I've made a few of these videos myself. As a matter of fact, I've applied negative highlights so many times to so many landscape images I've caught myself applying them without questioning why or whether they're even necessary.
No question about it, Highlights is a useful tool for recovering detail in bright tonal areas. However, in my experience, Highlights can sometimes do more harm to an image than good.
Let me show you an example. Here's a raw file captured using a Canon EOS R5 as seen in Adobe Lightroom with Canon's Camera Standard profile applied.
First, I edited the image the same way I've edited countless images before: negative Highlights, followed by a Contrast bump to push the (now) compressed tonal range back out.
Second, I edited the image without touching Highlights. Instead, I dropped Exposure almost two stops, lifted Blacks all the way to 100% (to keep the darkest tones from then clipping), then raised Whites to stretch the brightest tones back towards the right side of the histogram.

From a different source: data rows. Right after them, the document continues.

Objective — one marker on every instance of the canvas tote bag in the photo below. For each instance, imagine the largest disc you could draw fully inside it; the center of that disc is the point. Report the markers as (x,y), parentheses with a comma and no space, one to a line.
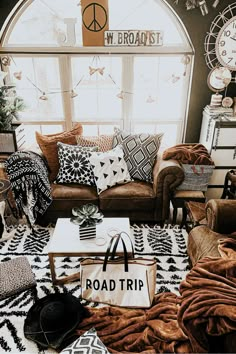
(120,281)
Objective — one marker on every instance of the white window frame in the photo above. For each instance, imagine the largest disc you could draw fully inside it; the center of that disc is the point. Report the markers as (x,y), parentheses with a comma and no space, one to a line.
(127,53)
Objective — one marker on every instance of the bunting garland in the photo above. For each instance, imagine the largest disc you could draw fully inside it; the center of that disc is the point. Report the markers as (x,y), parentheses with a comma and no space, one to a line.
(95,68)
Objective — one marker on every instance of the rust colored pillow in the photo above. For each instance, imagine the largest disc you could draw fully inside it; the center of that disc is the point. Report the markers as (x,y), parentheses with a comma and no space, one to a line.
(48,145)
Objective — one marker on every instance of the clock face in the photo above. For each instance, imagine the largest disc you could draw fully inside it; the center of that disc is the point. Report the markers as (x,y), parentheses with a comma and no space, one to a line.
(219,78)
(226,44)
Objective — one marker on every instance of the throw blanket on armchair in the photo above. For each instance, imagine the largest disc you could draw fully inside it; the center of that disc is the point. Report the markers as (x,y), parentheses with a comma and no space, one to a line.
(208,301)
(28,175)
(195,154)
(174,324)
(153,330)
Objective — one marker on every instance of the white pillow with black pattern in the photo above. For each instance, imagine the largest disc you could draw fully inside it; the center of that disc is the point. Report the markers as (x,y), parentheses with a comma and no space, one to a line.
(74,164)
(109,168)
(88,343)
(140,152)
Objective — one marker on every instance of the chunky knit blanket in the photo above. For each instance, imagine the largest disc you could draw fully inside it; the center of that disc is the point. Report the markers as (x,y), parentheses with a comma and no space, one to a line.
(28,175)
(195,154)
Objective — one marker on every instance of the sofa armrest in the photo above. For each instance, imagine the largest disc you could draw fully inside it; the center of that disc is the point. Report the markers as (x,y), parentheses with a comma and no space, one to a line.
(167,175)
(220,215)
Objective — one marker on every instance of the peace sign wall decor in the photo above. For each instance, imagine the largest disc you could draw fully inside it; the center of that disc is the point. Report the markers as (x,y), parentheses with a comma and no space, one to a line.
(95,21)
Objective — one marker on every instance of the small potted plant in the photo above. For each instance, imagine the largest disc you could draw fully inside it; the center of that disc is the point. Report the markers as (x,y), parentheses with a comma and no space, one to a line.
(87,217)
(10,105)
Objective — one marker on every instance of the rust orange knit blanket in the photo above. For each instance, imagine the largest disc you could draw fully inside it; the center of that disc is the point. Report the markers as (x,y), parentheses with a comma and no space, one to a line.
(189,154)
(208,301)
(153,330)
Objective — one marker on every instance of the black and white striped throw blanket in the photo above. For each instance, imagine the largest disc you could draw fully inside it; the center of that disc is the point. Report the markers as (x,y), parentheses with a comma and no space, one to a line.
(28,174)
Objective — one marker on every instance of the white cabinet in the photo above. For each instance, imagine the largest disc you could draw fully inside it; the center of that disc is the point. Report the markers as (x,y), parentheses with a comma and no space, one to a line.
(218,135)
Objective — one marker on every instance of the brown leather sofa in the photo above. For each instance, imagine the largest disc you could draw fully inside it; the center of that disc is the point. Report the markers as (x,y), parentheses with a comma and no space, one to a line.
(138,200)
(202,242)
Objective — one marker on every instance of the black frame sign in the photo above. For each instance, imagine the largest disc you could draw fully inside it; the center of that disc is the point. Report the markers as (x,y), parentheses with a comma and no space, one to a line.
(133,38)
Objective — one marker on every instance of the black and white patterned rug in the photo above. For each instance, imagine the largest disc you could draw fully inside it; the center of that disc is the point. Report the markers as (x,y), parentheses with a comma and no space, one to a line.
(167,245)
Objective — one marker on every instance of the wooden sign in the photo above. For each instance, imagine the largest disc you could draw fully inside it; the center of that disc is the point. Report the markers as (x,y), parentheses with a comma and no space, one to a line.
(132,38)
(95,21)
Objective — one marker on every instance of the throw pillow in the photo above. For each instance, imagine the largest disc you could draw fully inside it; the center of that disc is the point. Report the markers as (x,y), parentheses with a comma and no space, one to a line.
(140,152)
(103,142)
(74,163)
(88,343)
(109,168)
(48,145)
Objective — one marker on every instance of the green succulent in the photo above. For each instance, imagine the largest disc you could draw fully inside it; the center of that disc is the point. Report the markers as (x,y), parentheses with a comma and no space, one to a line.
(10,105)
(86,215)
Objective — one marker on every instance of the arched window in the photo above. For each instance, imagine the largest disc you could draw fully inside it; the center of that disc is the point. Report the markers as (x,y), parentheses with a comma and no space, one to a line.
(137,88)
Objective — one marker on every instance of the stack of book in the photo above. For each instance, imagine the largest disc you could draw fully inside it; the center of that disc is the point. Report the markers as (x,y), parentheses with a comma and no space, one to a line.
(87,232)
(219,110)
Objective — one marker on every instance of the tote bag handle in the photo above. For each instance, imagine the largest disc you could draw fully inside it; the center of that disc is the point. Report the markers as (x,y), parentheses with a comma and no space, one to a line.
(116,244)
(118,238)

Here are the results side by side for comparison.
Similar black point, white point and contrast, but the colors in the second image are noticeably denser, deeper and thicker than the first. They feel less like digital and more like positive slide film. The sky is especially different, with more shape and volume compared to the flat, gray sky in the first.
Check out the clouds up-close...
Big difference, right? The clouds with negative highlights look lifeless and empty, while the same clouds in the second image are bursting with bright magentas and pinks (more like how they actually appeared in reality).
Here's why I think there's such a notable difference.
In digital photography, bright tones are less saturated than dark. They simply don't contain as much color information. So when Lightroom compresses those bright tones through the Highlights slider (by moving them further away from white) they lose saturation and turn gray. And when that happens, increasing brightness won't brighten colors. They simply become a brighter shade of gray.
But in the second image, saturation is more luminous because highlights aren't being compressed. Instead, the brightest tones are being stretched and amplified, which in-turn makes the colors richer and more vibrant.
Does this mean the Highlights slider is bad? No, not at all. But I do think the slider may be overused and often used incorrectly (or out of habit) with images that don't need highlight recovery.
My advice? Don't automatically reach for Highlights (or Shadows for that matter either). Try creating a nice tonal balance through Exposure, White, and Black first, then use Highlights and Shadows (and/or the Tone Curve) to fine-tune tonal values when needed from there.